A long time ago, in a part of London far far away, I worked in the NHS in primary care. One of the things we did was to compare GP patient records with local population figures - the former greatly outnumbered the latter. then we did what was called "ghosthunting", where the GP records would be cleaned up and have all the deceased patients removed (they were often easy to spot - the records showed hundreds of centenarians across the borough) as well as checking whether ones who had not been in contact for years were still living in the area. I've no idea what the arrangements are now, but in those days, GPs got paid partly on the basis of numbers of registered patients, so there was no incentive to clean up their records.


All this got me to wondering. Bic Basher wrote:


"Forest Hill Road - 12,620

DMC - 10,564.


Source: NHS Choices."


I looked up the 2011 ONS Census estimates (total population, all ages) for SE22 postcodes: 29,687.


If just these two practices claim over 23,000 patients (i.e. not counting practices in The Gardens, Melbourne Road, Lordship Lane/306), I have to wonder whether we might still have a ghost problem in our GP records. (And I do understand that some of these practices will have patients living in other postcodes, but that cuts both ways).

One of the (slight) problems with cleaning ghost records is that this is frequently done by checking whether patients have attended surgeries/ had prescriptions etc., and cleaning out those who haven't for some years.
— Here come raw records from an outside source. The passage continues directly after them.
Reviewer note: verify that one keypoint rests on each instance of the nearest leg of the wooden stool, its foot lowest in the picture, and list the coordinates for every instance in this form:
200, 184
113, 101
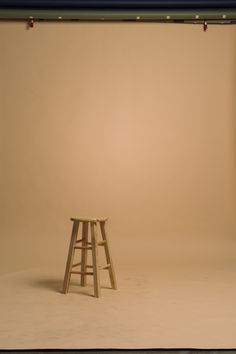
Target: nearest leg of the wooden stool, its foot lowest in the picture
96, 275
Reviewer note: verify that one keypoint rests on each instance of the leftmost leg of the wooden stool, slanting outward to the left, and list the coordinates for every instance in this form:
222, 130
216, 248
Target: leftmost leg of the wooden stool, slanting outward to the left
70, 257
When I was younger (much) I would go years without needing to see a doctor or receive treatment - I was a healthy young adult - but I was still a patient of a GP practice (earning money for them by being on their list) and wouldn't have wanted to be punished by being excluded because I was well.


So in cleaning it is important not (just) to base your cleaning on attendance records - it is the healthy young who effectively subsidise the old unwell (which is now me) - by generating capitation fee income without generating cost.


Having said that, it would be far easier to judge effectiveness if we had a 'proper' patient base to work from. A practice with a lot of ghost patients is being heavily subsidised at the expence of practices whose lists are clean. It would also allow good practice to be properly identified - copying a practice with apparently good results (taking into account only their nominal lists) but which is actually serving far fewer patients may give a distorted view of good practice.

BigED Wrote:

-------------------------------------------------------


>

> I looked up the 2011 ONS Census estimates (total

> population, all ages) for SE22 postcodes: 29,687.

>

> If just these two practices claim over 23,000

> patients (i.e. not counting practices in The

> Gardens, Melbourne Road, Lordship Lane/306), I

> have to wonder whether we might still have a ghost

> problem in our GP records. (And I do understand

> that some of these practices will have patients

> living in other postcodes, but that cuts both

> ways).


The catchment areas for most of the SE22 surgeries also include parts of SE5, SE15, SE23, SE24 and SE26, so isn't full representative of all of ED's residents.


Forest Hill Road surgery is on the edge of Honor Oak, so will attract residents who live in SE23.